Ryan Robertson, who has lived in Orange for 10 years, said he has many friends who run a short-term rental.
“They take great pride in making their properties immaculate and most impressive homes on the block. These people are ambassadors to our great communities in Orange County and drive extra tourism to the state and county. These rentals bring much-needed income to all of our local communities to bolster local businesses,” Robertson said.
Carter Page, a longtime resident of Orange, said, “Everywhere I go, I see more and more of my favorite businesses closing for good. These are businesses that have served our city for years that now have to close due to the monopolies of other big businesses. I would hate to see another avenue for a simple family to make money during these hard times to be taken away.”
On the other hand, on behalf of his elderly parents, who could not attend the council meeting, David Hillman expressed concerns about the adverse effects of short-term rentals in neighborhoods.

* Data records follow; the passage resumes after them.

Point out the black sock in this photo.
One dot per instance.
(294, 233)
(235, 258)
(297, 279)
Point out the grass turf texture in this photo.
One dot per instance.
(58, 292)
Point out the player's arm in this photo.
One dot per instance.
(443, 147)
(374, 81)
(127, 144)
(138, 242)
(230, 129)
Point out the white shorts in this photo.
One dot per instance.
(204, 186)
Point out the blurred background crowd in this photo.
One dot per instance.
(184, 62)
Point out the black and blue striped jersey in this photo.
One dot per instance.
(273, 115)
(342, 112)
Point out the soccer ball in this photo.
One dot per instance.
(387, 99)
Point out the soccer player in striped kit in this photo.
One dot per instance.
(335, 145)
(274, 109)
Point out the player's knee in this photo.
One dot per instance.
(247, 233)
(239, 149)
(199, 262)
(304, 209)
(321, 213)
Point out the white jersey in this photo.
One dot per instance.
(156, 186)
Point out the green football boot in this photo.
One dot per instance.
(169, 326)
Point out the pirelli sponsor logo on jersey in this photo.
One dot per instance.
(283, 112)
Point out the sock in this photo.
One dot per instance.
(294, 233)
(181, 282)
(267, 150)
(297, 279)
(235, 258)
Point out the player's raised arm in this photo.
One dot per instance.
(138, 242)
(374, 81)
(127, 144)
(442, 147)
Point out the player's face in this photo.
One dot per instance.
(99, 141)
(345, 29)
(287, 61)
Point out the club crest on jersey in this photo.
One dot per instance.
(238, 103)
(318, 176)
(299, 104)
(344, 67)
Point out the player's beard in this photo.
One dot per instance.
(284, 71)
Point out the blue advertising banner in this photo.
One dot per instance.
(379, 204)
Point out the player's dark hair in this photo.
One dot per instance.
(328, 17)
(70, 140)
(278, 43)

“Leadership should be proactive with the goal of protecting existing neighborhoods. Allowing short-term rentals in quiet neighborhoods disrupts the quality of life for residents seeking peaceful living. Converting homes to short-term rentals originally intended for long-term residents is totally counterproductive… Our neighborhoods should be protected and not turned into hotel zones,” Hillman said.
Orange is not the only city in Orange County looking to tighten and re-evaluate restrictions on short-term rentals.
In response to the increasing number of complaints, the Costa Mesa City Council in November voted unanimously to put a temporary moratorium on such lodgings.
In January, Irvine banned short-term rentals in the city citing the adverse effects of the lodgings. “These effects are often cited by neighbors who complain to the city of unpermitted short-term rental uses in their communities,” according to an Irvine city staff report.
Fullerton and Newport Beach have taken an alternative approach to monitoring the lodgings. Both cities require homeowners looking to rent to register with the city, thus allowing them to make themselves available to respond to any disturbances that renters make at their properties.
In addition, Newport Beach and Fullerton are requiring property owners to pay transient occupancy taxes — the same tax paid by traditional hotels.